J’ai ensuite investigué si la bacitracine avait un effet sur les gènes cibles de la voie BMP9 (notamment ID1 et Smad6) par RT-qPCR, sur des HMEC-MetLuc stimulées par BMP9 ou Bacitracine. Lorsque que l’on regarde les niveaux d’expression en ARNm des gènes cibles de la voie BMP9, on constate que BMP9 induit fortement les niveaux d’ARNm d’ID1 et Smad6 en 24hrs. Cependant, la bacitracine n’induit pas l’expression de ceux-ci, notamment ID1 dont une

95 séquence du promoteur artificiel est répétée deux fois dans le promoteur de la Metridia Luciférase. On se heurte alors à une réponse contradictoire du système cellulaire (Figure 32.C).

Figure 32 : Caractérisation de la Bacitracine. (A.) : Activité Metridia Luciférase d’une dose réponse de Bacitracine, seule ou en présence de BMP9, en unités relatives de luminescence (RLU) normalisée au WST-1 (en triplicat, n=1). (B.) : Activité Metridia Luciférase en cinétique de Bacitracine 20µM (BCT) comparée à deux doses de BMP9. Une fois les surnageants récupérés, les cellules sont lysées pour analyser l’état de phosphorylation des Smads 1/5 (en dessous). Les pistes correspondent aux temps indiqués sur le graphique quantitatif au-dessus (en simplicat, n=1). (C.) : Expression d’ID1 et Smad6 normalisé HPRT sur des HMEC-MetLuc stimulées par BMP9 ou bacitracine pendant 24hrs (en duplicat, n=1).

Ces résultats laissent supposer que la bacitracine induit l’expression de la Metridia Luciférase, de manière indépendante de la voie BMP9/ALK1/Smad1-5. Ce qui pose donc problème puisque l’on n’affecte en aucun cas la voie d’intérêt. J’ai donc mené des tests complémentaires afin de confirmer si la bacitracine était un faux positif du criblage.

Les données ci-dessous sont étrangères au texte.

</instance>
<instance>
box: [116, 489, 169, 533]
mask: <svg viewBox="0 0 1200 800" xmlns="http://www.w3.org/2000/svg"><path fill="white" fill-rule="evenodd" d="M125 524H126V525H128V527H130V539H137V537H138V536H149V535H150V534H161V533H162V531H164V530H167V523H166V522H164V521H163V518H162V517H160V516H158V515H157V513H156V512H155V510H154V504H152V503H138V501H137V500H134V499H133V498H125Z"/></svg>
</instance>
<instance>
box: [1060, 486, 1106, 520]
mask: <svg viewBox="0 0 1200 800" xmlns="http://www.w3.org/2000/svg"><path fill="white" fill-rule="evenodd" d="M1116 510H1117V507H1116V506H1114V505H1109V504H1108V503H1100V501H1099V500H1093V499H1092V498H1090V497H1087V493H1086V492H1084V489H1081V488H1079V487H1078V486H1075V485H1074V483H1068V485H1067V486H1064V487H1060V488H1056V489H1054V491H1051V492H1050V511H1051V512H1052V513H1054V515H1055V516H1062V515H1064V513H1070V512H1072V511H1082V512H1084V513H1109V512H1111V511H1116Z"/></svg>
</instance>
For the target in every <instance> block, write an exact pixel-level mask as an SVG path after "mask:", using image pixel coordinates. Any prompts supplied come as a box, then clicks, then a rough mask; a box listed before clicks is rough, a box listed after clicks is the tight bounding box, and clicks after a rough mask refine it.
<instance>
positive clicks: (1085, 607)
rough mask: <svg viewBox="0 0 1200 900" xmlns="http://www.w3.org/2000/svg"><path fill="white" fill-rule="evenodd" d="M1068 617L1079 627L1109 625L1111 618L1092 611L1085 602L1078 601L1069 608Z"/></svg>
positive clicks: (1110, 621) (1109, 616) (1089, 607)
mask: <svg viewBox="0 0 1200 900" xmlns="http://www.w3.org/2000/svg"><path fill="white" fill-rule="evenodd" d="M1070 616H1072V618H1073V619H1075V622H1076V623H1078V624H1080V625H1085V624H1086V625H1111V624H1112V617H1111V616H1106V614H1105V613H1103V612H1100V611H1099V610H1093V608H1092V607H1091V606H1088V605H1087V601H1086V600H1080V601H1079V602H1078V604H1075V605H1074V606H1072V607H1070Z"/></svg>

Dans un premier temps, nous avons utilisé le système de transfection transitoire utilisé en routine au laboratoire sur des 3T3 (fibroblastes) pour quantifier l’activité BMP9, comprenant deux plasmides dérivés de pGL3 BRE Firefly Luc et TK Renilla Luc de Promega, que j’ai adapté sur des HMEC-1 (Figure 33.A). Les cellules sont transfectées 4h, puis on ajoute du BMP9 et/ou Bacitracine pendant une nuit. On constate que le BMP9 augmente bien de façon dose-dépendante l’activité luciférase, alors que la bacitracine échoue à reproduire la stimulation observée dans le modèle HMEC-MetLuc. Ce qui confirme l’absence de

96 phosphorylation des Smads 1/5 et l’expression nulle des gènes cibles codant ID1 et Smad6. La bacitracine n’agit pas sur la voie BMP9 et n’active pas ce système rapporteur luciférase laissant supposer un effet faux positif sur le système HMEC-MetLuc. Ceci est appuyé par les cinétiques effectués préalablement en Western Blot (Figure 32.B), dont j’ai récupéré les surnageants pour évaluer l’activité luciférase (Figure 33.B). On constate que la Bacitracine induit une activité luciférase très précoce dès 10 min pour atteindre un plateau après 4h. Cependant, le BMP9 à forte et faible dose commence à induire une activité luciférase au bout de 4h et atteint les mêmes niveaux que la bacitracine au bout de 24h. Il semble alors improbable que la bacitracine soit capable de synthétiser une Metridia Luciférase fonctionnelle et secrétée en à peine 10min.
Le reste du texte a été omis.